Irritated, he set it down. “You mean, burn it?” Coquina did that to meat, ruining it.
“Yes.”
“Why should I?”
“To make it edible!”
“It is edible!”
She sat down and leaned against the wall, her legs extended toward the water. They were different from his legs: less muscular, more rounded. Nice, in their way. “Please—can we cook it?”
“When we get to a firespout,” he said. His gaze followed her smooth legs up to their joining point, where instead of a genital there was a crease. For some reason, this intrigued him.
“All right,” she agreed with a little sigh. “A firespout.” Her tone suggested that he was being irrational.
Irritation warred with curiosity. “Let me see that,” he said.
“What?”
“That.” He poked his forefinger into her crease. He knew almost instinctively that he was acting improperly, but this only spurred him on. He was ready to block and jump if she attacked him; she was in an awkward position for combat, which was another factor he had considered. How fast and effective was she? “How are you made?”
She did not protest. Her body was completely relaxed. “The same as any other girl.”
He probed until his finger touched the rock under her buttocks, but found nothing. “How do you urinate?”
“Do you want me to do it on your hand?”
“Yes.”
“I can’t. Let’s go find that firespout.”
Frustrated on several scores, he got up and headed for the nearest jet of flame. The feel of her strange, soft, inadequate anatomy had aroused an intense emotion in him, but he could find no clear expression of it.
“You never asked my name,” she said, following.
It hadn’t occurred to him to be curious about that aspect of her. “You never asked mine,” he said gruffly.
“What’s yours?”
“Arlo Five.”
“Hvee!” she exclaimed.
He stopped, surprised. “What do you know about Hvee?”
“Those number-names. They’re from Planet Hvee. Everyone knows that, because it’s the only place the hveeplant grows. And your name’s an A, so you’re of the firstborn line. You’re lucky!”

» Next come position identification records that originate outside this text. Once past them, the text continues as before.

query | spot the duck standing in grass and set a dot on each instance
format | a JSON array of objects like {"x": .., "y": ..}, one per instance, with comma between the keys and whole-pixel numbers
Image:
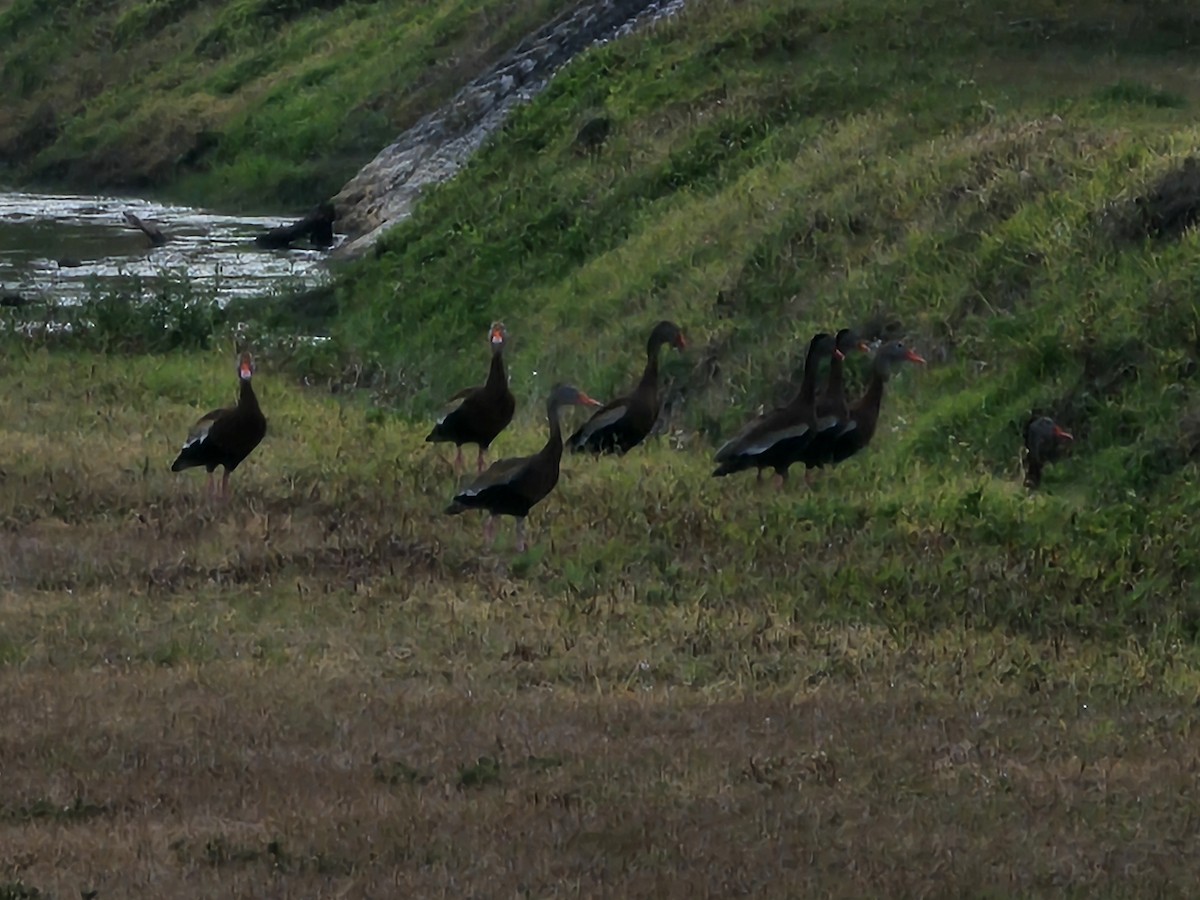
[
  {"x": 226, "y": 437},
  {"x": 864, "y": 415},
  {"x": 623, "y": 424},
  {"x": 483, "y": 412},
  {"x": 514, "y": 486},
  {"x": 832, "y": 407},
  {"x": 775, "y": 439},
  {"x": 1044, "y": 443}
]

He was pleased. “My mother is Coquina Four, third line of a higher Family.”
“I guess that’s the nobility of Hvee. She must have been sad when you got convicted.”
“Convicted of what?”
“Of whatever it was that sent you to Chthon, silly! What was it?”

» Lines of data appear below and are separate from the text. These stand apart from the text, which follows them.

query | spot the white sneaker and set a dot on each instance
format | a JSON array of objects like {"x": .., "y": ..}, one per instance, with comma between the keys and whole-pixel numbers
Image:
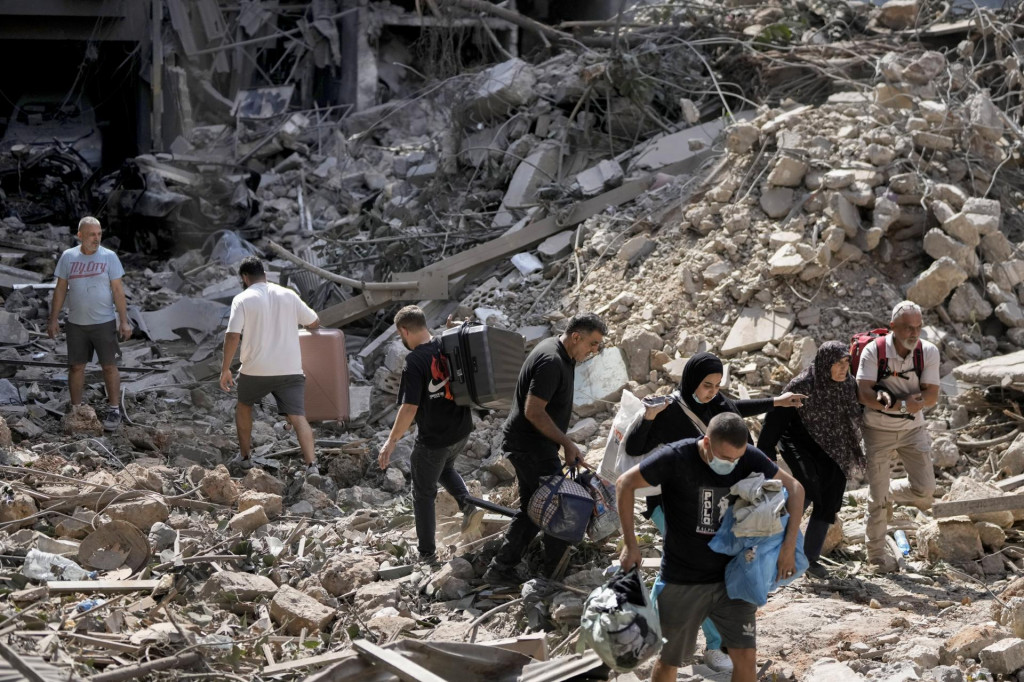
[{"x": 718, "y": 661}]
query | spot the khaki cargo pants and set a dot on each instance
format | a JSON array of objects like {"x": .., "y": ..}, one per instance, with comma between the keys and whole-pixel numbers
[{"x": 914, "y": 450}]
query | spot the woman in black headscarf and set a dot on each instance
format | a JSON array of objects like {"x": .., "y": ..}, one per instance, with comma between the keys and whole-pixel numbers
[
  {"x": 686, "y": 413},
  {"x": 820, "y": 441}
]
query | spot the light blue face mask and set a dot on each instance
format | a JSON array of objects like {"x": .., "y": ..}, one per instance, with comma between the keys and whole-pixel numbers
[{"x": 722, "y": 467}]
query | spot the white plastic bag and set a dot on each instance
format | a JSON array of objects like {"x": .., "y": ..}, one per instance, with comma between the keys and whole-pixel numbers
[
  {"x": 616, "y": 461},
  {"x": 620, "y": 623},
  {"x": 630, "y": 408}
]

“I was never sent here! I was born here.”
“You don’t have to lie about it!”
“My whole family lives here. We’re not prisoners—we’re natives.”

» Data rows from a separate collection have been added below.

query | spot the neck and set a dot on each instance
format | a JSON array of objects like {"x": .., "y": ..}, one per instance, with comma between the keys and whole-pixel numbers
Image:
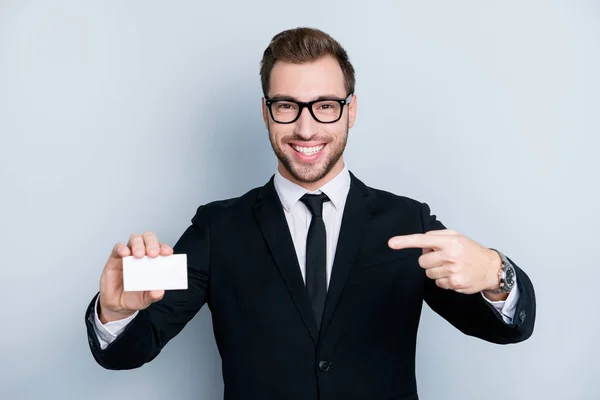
[{"x": 339, "y": 166}]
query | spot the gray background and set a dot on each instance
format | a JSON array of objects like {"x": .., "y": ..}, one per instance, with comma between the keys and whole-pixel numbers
[{"x": 121, "y": 117}]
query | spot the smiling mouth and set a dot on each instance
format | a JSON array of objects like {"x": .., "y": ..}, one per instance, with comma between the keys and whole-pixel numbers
[{"x": 307, "y": 151}]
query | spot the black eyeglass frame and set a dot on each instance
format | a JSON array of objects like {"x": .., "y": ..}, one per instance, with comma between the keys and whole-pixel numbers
[{"x": 308, "y": 104}]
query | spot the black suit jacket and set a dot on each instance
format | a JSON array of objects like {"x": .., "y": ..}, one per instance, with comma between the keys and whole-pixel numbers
[{"x": 242, "y": 263}]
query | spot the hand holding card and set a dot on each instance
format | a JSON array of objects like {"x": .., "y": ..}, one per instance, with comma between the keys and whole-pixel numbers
[
  {"x": 162, "y": 272},
  {"x": 143, "y": 287}
]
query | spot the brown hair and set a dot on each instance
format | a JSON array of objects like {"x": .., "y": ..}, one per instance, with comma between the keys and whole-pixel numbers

She shook her head. “I haven’t been here long, but I know that nobody ever gets born here. There’s something contraceptive about the caverns. Too hot, maybe.”
“It’s not hot here by the river!”
She considered. “That’s right! The wind’s down, and there’re living things here. Breeding must be possible after all.” She looked up at him, her light hair flung back. “I’d like to meet your mother.”
“You can’t. You’re going back to the prison section where you got lost from.” But that made him think again. “What did a child like you do to get sent there? You’re unmarked.’’
“We never speak of our pasts,” she said diffidently.